Where Hellgate: London Went Wrong


In a Hellgate: London post-mortem at GDC 2009, the former Director of Business Development at Flagship Studios revealed where exactly the ambitious start-up had lost its way.

Come with me into the Wayback Machine, where we will descend through the mists of time to the far-off world of 2007, when dinosaurs roamed the earth and we weren’t all slaves to Twitter yet. It was a happy, carefree time, when Flagship Studios – made up of former Blizzard North staff – was about to release their first game, Hellgate: London. These were the same people who brought us Diablo II – what could go wrong?

As it turned out, quite a bit. Flagship closed its doors last year, quietly pulling the plug on Hellgate and moving on to other ventures. Stephen Goldstein, the one-time Director of Business Development at Flagship, spoke candidly about the errors that the company had made behind the scenes.

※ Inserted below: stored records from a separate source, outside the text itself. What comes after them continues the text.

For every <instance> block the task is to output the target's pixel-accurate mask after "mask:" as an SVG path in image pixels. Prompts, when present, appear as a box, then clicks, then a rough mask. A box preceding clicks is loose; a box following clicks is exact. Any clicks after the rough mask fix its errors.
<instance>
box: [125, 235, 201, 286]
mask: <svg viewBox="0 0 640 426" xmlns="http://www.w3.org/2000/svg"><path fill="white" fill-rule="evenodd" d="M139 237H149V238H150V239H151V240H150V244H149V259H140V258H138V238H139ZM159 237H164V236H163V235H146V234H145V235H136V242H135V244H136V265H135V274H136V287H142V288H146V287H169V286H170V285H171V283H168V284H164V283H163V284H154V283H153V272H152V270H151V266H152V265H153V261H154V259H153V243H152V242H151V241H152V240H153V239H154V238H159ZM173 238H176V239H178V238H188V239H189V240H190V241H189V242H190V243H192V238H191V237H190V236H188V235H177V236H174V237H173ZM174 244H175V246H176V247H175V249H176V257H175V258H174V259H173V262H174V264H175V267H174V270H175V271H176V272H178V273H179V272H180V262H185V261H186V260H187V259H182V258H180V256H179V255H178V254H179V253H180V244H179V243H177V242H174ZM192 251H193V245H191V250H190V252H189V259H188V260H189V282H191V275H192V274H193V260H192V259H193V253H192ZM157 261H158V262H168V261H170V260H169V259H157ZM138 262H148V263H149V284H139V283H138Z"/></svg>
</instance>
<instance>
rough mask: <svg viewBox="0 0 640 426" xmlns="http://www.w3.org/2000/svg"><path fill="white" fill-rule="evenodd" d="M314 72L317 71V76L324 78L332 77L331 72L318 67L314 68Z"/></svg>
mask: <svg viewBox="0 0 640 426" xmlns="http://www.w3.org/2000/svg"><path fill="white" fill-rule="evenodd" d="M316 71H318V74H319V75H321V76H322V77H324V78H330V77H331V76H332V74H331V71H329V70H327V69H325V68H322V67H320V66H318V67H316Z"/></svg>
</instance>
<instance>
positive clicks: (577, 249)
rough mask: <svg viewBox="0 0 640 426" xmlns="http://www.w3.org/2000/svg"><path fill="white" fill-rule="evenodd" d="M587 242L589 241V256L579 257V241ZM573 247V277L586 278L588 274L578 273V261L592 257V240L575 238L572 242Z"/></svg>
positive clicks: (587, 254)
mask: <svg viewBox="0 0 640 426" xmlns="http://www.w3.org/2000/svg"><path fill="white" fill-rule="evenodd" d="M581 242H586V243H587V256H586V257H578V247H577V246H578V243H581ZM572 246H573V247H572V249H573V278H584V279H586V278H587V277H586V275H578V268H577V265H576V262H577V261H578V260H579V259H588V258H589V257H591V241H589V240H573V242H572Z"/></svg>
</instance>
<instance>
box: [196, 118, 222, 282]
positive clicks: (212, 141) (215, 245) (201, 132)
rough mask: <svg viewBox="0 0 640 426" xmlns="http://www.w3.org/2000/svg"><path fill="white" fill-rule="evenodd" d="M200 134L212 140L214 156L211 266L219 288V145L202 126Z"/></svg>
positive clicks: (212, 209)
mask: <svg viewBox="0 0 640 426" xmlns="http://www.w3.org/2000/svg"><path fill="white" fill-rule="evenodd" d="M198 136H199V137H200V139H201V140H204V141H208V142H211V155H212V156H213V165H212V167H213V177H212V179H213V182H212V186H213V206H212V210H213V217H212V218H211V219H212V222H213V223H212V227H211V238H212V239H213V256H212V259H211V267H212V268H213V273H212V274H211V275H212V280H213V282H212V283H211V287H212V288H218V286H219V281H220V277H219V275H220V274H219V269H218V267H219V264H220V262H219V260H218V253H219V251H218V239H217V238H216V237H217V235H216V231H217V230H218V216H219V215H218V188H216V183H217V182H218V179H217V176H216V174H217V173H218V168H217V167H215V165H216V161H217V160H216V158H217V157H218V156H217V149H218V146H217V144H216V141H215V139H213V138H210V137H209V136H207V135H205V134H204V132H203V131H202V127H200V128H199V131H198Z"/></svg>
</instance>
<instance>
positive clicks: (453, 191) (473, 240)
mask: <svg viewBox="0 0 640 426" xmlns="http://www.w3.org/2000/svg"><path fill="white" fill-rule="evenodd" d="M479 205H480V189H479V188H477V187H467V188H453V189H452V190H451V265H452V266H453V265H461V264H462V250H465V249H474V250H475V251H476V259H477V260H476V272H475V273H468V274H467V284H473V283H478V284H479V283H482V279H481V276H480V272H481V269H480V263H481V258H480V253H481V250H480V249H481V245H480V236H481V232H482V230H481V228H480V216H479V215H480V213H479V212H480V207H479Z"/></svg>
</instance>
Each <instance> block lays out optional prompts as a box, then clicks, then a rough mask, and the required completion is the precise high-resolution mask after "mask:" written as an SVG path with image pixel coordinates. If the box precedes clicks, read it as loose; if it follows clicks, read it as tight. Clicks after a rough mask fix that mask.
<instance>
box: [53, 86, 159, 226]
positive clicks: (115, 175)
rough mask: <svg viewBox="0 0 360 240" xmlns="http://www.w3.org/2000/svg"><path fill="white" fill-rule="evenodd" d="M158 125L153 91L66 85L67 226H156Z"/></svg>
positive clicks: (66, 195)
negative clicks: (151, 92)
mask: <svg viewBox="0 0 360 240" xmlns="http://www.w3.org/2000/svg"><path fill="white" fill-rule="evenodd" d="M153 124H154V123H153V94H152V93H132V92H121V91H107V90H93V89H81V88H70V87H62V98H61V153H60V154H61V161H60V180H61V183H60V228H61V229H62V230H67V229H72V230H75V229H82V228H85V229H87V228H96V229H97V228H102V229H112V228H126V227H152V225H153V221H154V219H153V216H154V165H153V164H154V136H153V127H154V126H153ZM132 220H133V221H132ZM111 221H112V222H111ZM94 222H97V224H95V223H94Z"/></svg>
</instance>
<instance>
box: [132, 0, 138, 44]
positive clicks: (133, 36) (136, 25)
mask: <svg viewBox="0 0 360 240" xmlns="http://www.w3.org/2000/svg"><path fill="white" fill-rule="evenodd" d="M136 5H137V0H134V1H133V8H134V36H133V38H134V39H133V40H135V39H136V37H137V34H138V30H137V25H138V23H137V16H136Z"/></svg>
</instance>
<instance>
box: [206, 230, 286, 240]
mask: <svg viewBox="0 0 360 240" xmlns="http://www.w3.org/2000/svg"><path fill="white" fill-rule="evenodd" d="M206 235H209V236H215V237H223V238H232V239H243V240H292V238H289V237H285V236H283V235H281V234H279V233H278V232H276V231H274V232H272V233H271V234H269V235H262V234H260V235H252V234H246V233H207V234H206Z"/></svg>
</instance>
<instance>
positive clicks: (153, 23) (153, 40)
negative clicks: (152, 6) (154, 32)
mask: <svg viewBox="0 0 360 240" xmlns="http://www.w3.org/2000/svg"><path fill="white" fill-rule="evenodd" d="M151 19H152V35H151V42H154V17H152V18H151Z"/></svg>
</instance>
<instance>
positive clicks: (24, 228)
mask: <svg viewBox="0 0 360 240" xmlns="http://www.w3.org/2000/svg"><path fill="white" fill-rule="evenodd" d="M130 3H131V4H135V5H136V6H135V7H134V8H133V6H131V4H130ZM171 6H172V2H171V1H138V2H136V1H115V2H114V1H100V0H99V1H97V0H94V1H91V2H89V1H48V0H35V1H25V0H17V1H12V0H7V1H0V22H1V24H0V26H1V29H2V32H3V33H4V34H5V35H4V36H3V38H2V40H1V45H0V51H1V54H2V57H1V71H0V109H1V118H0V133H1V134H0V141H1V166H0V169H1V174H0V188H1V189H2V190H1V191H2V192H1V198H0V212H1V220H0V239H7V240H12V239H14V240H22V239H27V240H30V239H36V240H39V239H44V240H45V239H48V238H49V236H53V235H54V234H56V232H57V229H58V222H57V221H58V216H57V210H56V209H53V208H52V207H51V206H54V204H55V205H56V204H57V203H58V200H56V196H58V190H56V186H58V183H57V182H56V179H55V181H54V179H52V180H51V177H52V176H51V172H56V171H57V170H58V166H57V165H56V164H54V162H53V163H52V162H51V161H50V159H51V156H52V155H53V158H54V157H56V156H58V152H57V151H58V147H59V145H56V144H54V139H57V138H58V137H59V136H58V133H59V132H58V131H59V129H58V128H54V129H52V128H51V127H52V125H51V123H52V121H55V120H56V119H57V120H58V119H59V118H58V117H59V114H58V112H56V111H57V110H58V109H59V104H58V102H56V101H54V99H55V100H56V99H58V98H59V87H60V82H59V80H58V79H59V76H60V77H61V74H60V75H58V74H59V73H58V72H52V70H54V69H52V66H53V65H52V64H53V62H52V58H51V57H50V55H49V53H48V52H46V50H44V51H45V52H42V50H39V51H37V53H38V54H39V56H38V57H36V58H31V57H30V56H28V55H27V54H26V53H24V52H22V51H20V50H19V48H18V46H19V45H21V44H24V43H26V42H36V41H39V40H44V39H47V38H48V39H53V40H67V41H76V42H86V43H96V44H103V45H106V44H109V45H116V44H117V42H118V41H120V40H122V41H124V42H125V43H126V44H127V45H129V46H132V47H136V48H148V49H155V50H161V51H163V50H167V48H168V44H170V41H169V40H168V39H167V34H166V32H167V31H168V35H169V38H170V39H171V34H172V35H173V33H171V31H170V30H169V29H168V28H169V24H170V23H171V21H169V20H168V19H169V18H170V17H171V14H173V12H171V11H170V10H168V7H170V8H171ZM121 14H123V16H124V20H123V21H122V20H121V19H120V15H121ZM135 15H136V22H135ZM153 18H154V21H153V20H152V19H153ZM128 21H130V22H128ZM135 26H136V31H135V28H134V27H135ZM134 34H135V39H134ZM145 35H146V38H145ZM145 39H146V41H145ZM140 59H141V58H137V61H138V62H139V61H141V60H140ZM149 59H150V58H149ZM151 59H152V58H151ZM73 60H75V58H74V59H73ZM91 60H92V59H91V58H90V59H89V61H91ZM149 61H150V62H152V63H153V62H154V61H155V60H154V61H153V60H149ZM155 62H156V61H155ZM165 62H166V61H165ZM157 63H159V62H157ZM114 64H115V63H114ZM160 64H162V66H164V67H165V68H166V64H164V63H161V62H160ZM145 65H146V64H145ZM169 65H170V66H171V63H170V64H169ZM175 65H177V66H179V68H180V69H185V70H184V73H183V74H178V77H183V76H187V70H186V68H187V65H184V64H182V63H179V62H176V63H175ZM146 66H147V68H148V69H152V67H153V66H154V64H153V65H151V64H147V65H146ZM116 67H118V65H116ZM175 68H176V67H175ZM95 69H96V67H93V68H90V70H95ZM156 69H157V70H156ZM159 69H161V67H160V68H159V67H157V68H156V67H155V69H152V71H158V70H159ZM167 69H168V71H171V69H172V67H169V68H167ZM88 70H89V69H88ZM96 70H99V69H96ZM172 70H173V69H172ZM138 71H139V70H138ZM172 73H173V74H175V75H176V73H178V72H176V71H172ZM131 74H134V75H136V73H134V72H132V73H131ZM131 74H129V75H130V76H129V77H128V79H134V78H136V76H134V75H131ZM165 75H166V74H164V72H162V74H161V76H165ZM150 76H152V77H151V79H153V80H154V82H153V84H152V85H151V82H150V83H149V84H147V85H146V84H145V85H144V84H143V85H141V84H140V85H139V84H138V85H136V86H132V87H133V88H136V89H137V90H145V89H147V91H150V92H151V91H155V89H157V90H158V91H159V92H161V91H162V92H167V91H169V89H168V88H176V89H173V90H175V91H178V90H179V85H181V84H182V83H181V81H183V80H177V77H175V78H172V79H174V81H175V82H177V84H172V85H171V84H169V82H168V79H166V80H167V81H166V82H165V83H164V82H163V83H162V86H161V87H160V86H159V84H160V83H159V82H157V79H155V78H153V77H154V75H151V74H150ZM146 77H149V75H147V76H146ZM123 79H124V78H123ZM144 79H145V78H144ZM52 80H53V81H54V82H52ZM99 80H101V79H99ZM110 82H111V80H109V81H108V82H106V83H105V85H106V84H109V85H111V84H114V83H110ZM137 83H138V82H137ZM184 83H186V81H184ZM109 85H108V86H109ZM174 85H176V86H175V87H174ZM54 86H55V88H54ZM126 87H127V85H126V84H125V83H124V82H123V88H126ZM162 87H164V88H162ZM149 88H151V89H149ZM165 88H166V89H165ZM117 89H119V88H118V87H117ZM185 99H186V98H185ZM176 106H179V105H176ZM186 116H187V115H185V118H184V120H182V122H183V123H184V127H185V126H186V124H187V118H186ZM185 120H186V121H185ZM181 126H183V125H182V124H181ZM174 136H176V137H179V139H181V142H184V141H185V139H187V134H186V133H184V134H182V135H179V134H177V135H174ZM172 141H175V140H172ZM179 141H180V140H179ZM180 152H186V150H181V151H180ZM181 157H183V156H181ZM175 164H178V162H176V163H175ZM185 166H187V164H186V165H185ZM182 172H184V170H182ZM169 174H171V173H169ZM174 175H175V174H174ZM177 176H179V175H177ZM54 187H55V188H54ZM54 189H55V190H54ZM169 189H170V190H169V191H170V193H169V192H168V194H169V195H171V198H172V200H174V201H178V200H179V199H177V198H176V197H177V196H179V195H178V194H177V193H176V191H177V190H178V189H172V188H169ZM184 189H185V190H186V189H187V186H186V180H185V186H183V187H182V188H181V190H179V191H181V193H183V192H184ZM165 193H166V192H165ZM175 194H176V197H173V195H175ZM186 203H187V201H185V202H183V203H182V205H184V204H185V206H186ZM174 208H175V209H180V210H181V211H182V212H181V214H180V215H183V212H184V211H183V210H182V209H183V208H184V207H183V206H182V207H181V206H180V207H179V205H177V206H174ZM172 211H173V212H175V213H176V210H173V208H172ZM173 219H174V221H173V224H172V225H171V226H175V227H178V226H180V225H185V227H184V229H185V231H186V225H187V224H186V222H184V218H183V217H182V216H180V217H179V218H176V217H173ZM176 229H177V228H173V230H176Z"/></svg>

There was no question at all that the Flagship Studios team was talented – but talent does not preclude making mistakes. One such mistake was a simple one – hubris. Simply put, Flagship had started to believe their own hype, and never once considered failure an option. “Everything was plan A,” Goldstein said. “There was no plan B. Everything was going to be a massive success.” Goldstein cautioned developers to seek out opinions and feedback from people who weren’t “in the trenches,” from people who did not have a personal stake invested in the success of the game.

Beyond that, Hellgate was simply too ambitious:

It was Flagship’s first 3D game, it’s first first-person shooter, it’s first subscription based game, and it’s first time creating software as a service. On top of that, it planned to release the game worldwide in 17 languages, which required 17 builds of the game, with each of its six publishers looking to score “something special” for their version of the game.

Even then, Goldstein said that the true “company-killing moment” was when Flagship … turned down people looking to invest in the company and in the game. Had they accepted the money, it might have bought them a few more months of development – which might have made the difference between a polished game and the one that sputtered and sank.

Alas, mistakes cannot be unmade, and the promise of Hellgate: London will have always been that – a promise. Oh well. Lessons learned, and maybe the new Runic Games (formed from the ashes of Flagship) will take these lessons to heart: When people want to give you money, it’s probably a good idea to take it.